The comments came during the fourth day of taping of this season of the show, in which participants are brought together to live under constant surveillance, with their conversations streamed to viewers. Kim Kamal, 21, could be heard complaining to fellow contestant Isabel Pereira, 24, about his former boss. Then he said, “She was a Jew, so I get it.” “I hate Jews,” Pereira responded. She was asked to leave the show shortly thereafter; Kamal was told to do so the following day. Pereira later apologized in an Instagram post. 

Meanwhile, Swedish news reported that Sami Jakobsson, 25, had expressed support for neo-Nazi ideas on social media. Jacobsson, who rose to fame after being on a different Swedish reality show, responded that he had previously held far-right views but that he no longer did so.

The fact that three out of the 13 participants of the popular reality TV show’s contestants this year have been involved in controversies around antisemitism prompted Kristofer Ahlström, a columnist in Dagens Nyheter, one of Sweden’s biggest newspapers, to ask whether attacking Jews has become a fashionable way to “stir the pot.”
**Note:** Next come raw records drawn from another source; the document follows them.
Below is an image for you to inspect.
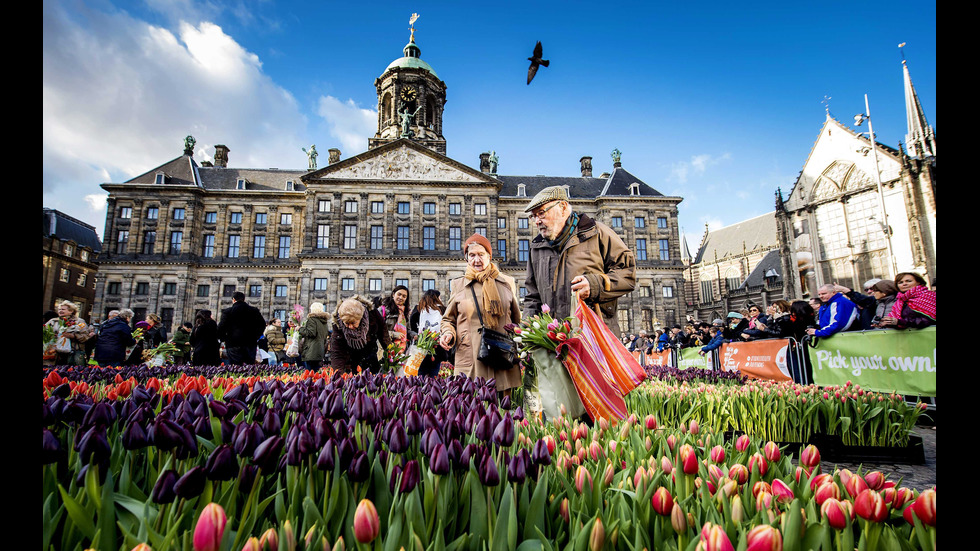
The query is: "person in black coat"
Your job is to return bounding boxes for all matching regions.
[191,310,221,365]
[218,291,265,365]
[95,308,136,366]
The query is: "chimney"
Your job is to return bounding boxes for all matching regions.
[214,145,231,168]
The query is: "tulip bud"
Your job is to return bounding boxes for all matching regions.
[354,499,381,543]
[194,502,228,551]
[912,488,936,526]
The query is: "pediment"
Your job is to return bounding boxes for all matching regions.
[303,140,499,185]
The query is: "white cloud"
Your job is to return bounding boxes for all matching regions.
[317,96,378,155]
[42,0,310,232]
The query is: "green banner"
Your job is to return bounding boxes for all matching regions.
[809,327,936,396]
[677,346,711,369]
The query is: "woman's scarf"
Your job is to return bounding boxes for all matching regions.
[548,212,578,251]
[340,308,371,350]
[465,262,504,325]
[889,285,936,320]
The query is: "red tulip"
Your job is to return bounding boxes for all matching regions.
[194,502,228,551]
[912,488,936,526]
[745,524,783,551]
[651,486,674,517]
[354,499,381,543]
[854,492,888,522]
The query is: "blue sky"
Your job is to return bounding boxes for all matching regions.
[43,0,938,253]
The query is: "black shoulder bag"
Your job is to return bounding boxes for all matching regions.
[470,281,517,371]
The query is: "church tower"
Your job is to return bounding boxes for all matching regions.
[368,15,446,155]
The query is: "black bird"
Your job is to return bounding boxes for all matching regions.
[527,40,549,84]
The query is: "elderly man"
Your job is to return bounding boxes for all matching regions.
[806,283,860,337]
[524,186,636,337]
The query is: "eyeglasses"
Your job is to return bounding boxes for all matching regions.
[527,201,561,220]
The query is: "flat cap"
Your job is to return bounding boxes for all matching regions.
[524,186,568,212]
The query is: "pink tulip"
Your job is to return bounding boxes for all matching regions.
[354,499,381,543]
[194,502,228,551]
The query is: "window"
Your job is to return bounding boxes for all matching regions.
[143,231,157,254]
[279,235,292,258]
[228,235,242,258]
[116,230,129,254]
[371,226,385,250]
[170,232,184,254]
[449,227,463,251]
[344,224,357,249]
[396,226,408,251]
[517,239,531,262]
[316,224,330,249]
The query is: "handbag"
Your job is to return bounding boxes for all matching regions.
[470,283,517,371]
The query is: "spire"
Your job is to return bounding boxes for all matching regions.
[899,46,936,157]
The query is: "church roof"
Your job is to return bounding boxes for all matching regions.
[41,207,102,253]
[694,212,777,263]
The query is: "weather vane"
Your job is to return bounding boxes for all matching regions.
[408,13,419,42]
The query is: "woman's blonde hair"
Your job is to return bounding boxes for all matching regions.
[338,298,364,323]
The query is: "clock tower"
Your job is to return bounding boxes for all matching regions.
[368,20,446,155]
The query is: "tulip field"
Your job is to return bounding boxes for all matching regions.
[42,366,936,551]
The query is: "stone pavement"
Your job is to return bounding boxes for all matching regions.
[830,425,936,491]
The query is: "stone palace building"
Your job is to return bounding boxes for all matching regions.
[93,28,685,331]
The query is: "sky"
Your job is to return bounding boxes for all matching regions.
[42,0,938,254]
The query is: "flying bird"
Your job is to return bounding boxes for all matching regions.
[527,40,549,84]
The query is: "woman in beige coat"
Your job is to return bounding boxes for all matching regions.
[439,234,521,396]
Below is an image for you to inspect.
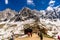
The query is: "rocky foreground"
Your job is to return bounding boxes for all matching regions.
[0,7,60,40]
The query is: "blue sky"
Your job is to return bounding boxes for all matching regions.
[0,0,60,11]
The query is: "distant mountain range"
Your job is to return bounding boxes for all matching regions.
[0,6,60,21]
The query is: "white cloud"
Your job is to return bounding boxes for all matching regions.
[49,0,55,6]
[5,0,8,4]
[27,0,35,5]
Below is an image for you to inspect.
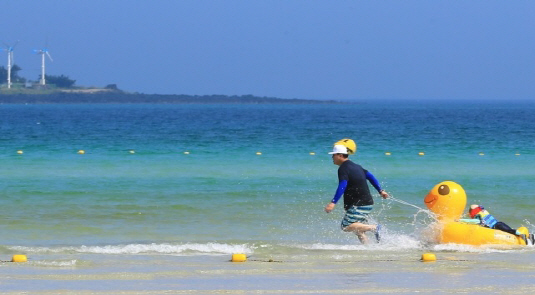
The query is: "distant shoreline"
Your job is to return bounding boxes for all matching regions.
[0,92,343,104]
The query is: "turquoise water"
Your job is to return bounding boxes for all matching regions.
[0,101,535,290]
Sweden’s Jewish community numbers about 20,000 and has faced a range of challenges in recent years – from the rise of antisemitism that at times has turned violent to policy proposals to ban circumcision and the import of kosher meat that community members say make their lives difficult or impossible. A recent government report found that there were 280 antsemitic hate crimes in the country in 2018, the highest on record since at least 2006, when data was first collected.